Elle passe. Lentement, le vent léger comme un souffle, la précède. L’annonce. Des pas lourds dans le sable, d’hommes et de bêtes, se succèdent apparemment sans fin. On recommence. Le même pied, le même chemin, la même chaleur. On sue. On se fatigue. Et puis l’air de rien les traces s’effacent, et puis elle passe. D’ailleurs, on ne l’a pas entendu.
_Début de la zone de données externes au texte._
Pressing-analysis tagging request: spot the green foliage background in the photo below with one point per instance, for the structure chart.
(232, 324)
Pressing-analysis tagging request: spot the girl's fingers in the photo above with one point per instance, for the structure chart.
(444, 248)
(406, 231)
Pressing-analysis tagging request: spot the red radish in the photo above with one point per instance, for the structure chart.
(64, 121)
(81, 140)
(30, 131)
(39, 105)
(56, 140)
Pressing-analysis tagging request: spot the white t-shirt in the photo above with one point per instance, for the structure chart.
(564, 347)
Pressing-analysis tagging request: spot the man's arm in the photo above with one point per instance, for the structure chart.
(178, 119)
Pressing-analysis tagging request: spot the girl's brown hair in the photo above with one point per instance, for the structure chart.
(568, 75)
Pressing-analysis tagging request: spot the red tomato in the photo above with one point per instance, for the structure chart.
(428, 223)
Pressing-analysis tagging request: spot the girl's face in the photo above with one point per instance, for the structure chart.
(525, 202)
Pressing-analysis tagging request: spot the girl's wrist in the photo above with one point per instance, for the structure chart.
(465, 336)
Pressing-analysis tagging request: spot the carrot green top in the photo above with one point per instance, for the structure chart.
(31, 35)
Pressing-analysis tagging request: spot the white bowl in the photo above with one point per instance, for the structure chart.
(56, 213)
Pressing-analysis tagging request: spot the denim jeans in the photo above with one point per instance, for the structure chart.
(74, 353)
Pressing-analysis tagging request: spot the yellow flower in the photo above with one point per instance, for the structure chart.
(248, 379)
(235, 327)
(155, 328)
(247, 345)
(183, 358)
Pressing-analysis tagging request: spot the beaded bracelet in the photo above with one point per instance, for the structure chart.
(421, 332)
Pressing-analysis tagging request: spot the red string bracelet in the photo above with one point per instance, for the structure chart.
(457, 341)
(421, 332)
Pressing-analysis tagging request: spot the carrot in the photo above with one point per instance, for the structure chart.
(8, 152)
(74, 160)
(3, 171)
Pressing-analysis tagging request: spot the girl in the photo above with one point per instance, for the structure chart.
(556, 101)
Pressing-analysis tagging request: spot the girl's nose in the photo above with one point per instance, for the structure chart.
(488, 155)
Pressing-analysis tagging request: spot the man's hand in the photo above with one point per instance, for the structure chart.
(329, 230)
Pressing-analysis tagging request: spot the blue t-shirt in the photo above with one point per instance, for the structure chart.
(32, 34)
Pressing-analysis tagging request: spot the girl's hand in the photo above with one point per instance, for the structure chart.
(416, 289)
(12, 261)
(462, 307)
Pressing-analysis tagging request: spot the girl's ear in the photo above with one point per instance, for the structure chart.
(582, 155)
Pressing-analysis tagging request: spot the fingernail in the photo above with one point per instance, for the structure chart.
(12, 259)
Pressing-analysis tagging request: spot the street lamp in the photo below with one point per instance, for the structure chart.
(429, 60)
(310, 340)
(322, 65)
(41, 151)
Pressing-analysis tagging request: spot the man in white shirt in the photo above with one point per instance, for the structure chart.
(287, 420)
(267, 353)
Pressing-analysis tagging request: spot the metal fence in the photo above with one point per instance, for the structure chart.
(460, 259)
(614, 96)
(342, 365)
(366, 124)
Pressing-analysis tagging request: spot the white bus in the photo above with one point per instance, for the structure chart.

La caravane passe. Rien ne l’annonce. Les dunes comme des jours et des nuits à l’infini. Pas de frontières visibles, pas d’obstacles, aucune tâche sur le ciel pâle ni sur l’ocre du désert. Rien. Apparemment. Mes pas s’égrènent. Que fallait-il que je comprenne? Rien. Apparemment. Avancer seulement. Sur les routes que les autres ont taillé, il faut marcher. Dans les plis de la terre qui est molle comme une mer, sur les crêtes miniatures, au sommet de rien, prière de passer, de circuler, ou de danser. On ne sait plus d’où est-ce qu’elle vient, ni quand, au juste, elle prit son essor. On sait très bien qu’elle touchera au but.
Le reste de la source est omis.